Tiger has officially committed to the Farmers Insurance Open at Torrey Pines, which begins Jan. 24. 

By Daniel Rapaport
January 16, 2019

It's official—Tiger Woods will begin his 2019 season at the Farmers Insurance Open at Torrey Pines, which begins Jan. 24. 

Woods is a seven-time winner of the event, which takes place just outside San Diego, most recently hositing the trophy in 2019. It will mark his first official PGA Tour start since winning the Tour Championship last September, his 80th career PGA Tour victory. 

At the Hero World Challenge in December—a limited-field event that does not count toward the FedEx Cup—Woods said he played too much last year and that he'd limit his schedule in 2019.  Perhaps that reasoning was behind his decision to skip the Sentry Tournament of Champions, but Woods was always expected to play at Torrey Pines, the site of his remarkable 2008 U.S. Open victory. 

Woods also made his season debut at this event last season, when he finished tied for 23rd. 

It's not entirely clear where else Woods will play before the Masters, which begins on April 11, but he has already committed to the Genesis Open at Riviera, a tournament benefitting his foundation.

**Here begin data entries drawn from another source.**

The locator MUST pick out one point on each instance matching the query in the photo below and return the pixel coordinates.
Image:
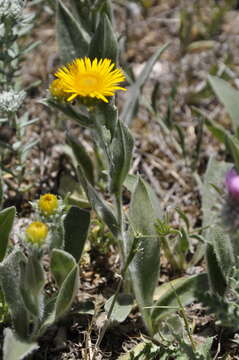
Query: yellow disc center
(89, 83)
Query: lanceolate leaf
(10, 283)
(107, 115)
(31, 285)
(122, 149)
(186, 288)
(69, 111)
(144, 268)
(228, 96)
(82, 157)
(67, 292)
(215, 175)
(6, 222)
(61, 265)
(216, 278)
(15, 349)
(99, 205)
(104, 43)
(122, 307)
(76, 224)
(133, 92)
(73, 40)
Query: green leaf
(1, 190)
(7, 217)
(10, 284)
(122, 307)
(73, 40)
(104, 44)
(99, 205)
(31, 284)
(225, 253)
(144, 268)
(228, 96)
(67, 292)
(166, 300)
(216, 278)
(61, 265)
(122, 149)
(76, 224)
(232, 144)
(215, 174)
(107, 114)
(82, 157)
(69, 111)
(130, 184)
(134, 90)
(144, 350)
(15, 349)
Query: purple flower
(232, 183)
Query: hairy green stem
(168, 253)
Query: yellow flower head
(96, 79)
(36, 232)
(57, 89)
(48, 204)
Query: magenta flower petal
(232, 183)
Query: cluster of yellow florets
(37, 231)
(86, 78)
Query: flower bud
(48, 204)
(36, 233)
(232, 183)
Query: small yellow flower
(36, 232)
(85, 78)
(48, 204)
(57, 89)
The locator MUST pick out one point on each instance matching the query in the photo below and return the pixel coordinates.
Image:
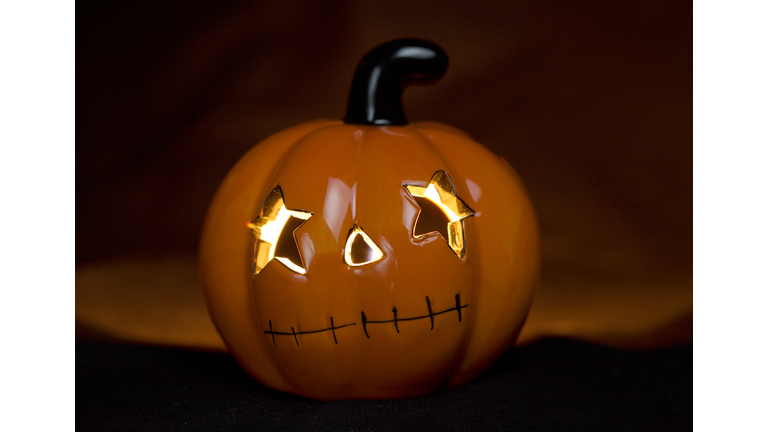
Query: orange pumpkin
(370, 258)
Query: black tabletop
(554, 384)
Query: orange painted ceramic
(418, 320)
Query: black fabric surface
(550, 385)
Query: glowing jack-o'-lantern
(370, 258)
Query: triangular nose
(360, 249)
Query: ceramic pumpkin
(370, 257)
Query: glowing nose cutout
(441, 212)
(360, 249)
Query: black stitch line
(273, 333)
(434, 314)
(431, 318)
(304, 332)
(365, 321)
(394, 312)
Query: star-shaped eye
(441, 211)
(275, 234)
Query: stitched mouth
(366, 322)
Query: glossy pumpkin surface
(424, 309)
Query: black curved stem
(383, 74)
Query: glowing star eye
(360, 249)
(275, 236)
(441, 211)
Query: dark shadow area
(554, 384)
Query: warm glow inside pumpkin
(370, 258)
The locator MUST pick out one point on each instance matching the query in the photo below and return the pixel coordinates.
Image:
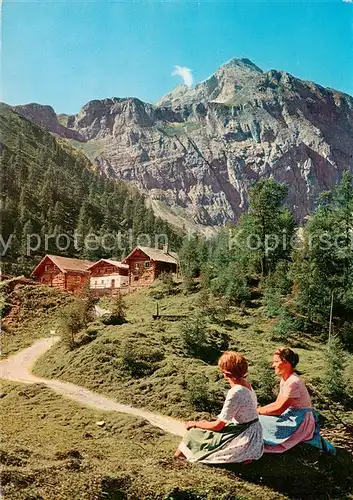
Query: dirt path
(18, 369)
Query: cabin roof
(65, 264)
(115, 263)
(156, 254)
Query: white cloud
(185, 74)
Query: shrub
(193, 335)
(73, 321)
(272, 302)
(163, 287)
(138, 363)
(200, 342)
(189, 285)
(333, 380)
(265, 383)
(215, 309)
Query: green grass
(53, 449)
(38, 310)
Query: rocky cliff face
(197, 151)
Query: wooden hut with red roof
(146, 264)
(108, 276)
(71, 275)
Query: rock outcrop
(198, 150)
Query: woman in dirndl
(236, 435)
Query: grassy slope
(67, 456)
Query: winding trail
(18, 369)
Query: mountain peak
(241, 63)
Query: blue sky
(68, 53)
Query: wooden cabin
(108, 276)
(146, 264)
(71, 275)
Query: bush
(232, 284)
(265, 383)
(272, 302)
(285, 327)
(73, 321)
(163, 287)
(193, 335)
(118, 313)
(200, 342)
(200, 397)
(215, 309)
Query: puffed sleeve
(228, 410)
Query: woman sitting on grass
(236, 435)
(290, 419)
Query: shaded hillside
(198, 150)
(49, 188)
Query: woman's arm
(276, 408)
(216, 425)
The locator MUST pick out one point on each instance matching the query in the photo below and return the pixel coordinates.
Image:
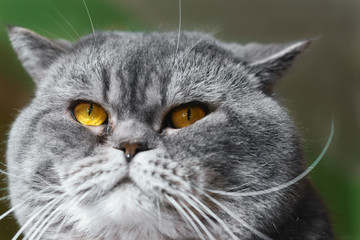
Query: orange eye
(184, 116)
(90, 114)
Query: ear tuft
(275, 60)
(35, 52)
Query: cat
(136, 135)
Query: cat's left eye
(90, 114)
(186, 115)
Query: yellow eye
(90, 114)
(184, 116)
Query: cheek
(64, 139)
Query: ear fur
(274, 62)
(268, 62)
(35, 52)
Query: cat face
(137, 173)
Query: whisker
(39, 223)
(63, 29)
(158, 211)
(197, 220)
(212, 214)
(242, 222)
(185, 215)
(195, 206)
(48, 32)
(64, 18)
(5, 197)
(287, 184)
(27, 223)
(179, 33)
(58, 212)
(11, 210)
(91, 22)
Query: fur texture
(70, 181)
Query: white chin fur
(126, 213)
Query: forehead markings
(106, 84)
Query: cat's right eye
(89, 114)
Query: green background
(325, 80)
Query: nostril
(131, 149)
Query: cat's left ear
(267, 63)
(35, 52)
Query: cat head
(129, 134)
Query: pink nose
(130, 149)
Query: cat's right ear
(35, 52)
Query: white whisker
(58, 212)
(239, 220)
(11, 210)
(197, 220)
(179, 33)
(63, 29)
(195, 206)
(212, 214)
(64, 18)
(35, 215)
(185, 216)
(91, 22)
(287, 184)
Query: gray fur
(246, 142)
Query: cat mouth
(124, 181)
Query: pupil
(188, 114)
(90, 109)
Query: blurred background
(324, 80)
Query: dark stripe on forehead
(29, 135)
(106, 84)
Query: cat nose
(131, 149)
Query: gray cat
(142, 136)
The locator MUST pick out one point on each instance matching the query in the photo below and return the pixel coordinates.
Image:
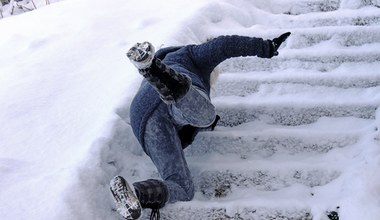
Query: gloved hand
(276, 43)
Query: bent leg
(194, 108)
(163, 146)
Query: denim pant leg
(194, 108)
(163, 146)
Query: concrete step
(366, 16)
(290, 115)
(299, 7)
(306, 59)
(219, 176)
(291, 105)
(347, 75)
(199, 210)
(257, 140)
(342, 36)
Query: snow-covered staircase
(285, 120)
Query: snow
(65, 87)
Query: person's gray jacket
(196, 61)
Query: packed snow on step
(65, 87)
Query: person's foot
(141, 55)
(127, 204)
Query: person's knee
(190, 191)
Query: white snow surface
(65, 88)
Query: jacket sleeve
(208, 55)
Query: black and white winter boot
(170, 85)
(126, 201)
(152, 194)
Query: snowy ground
(65, 87)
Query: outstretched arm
(208, 55)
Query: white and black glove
(276, 43)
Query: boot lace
(155, 214)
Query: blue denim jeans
(162, 143)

He is expected to play the World Golf Championship event in Mexico (Feb. 21-24) and the Arnold Palmer Invitational at Bay Hill (March 7-10), the only event he's won more (eight wins) than the Farmers. Woods will almost certainly tee it up at the Players Championship, which will be in March for the first time since 2006, before the WGC match play event comes two weeks later (March 27-31). That would make the Masters his seventh event of the season; he played 18 last year. 

Last season, Woods played the Farmers, Genesis, Honda Classic, Valspar Championship and Bay Hill before the Masters. Because he ranked outside the world's top 50, he did not qualify for the WGC events. 

Woods' last appearance came at the Hero, where he finished second-to-last in the 18-man field. He is just two behind Sam Snead's all-time record of 82 PGA Tour wins and trails Jack Nicklaus' mark of 18 major championships by four.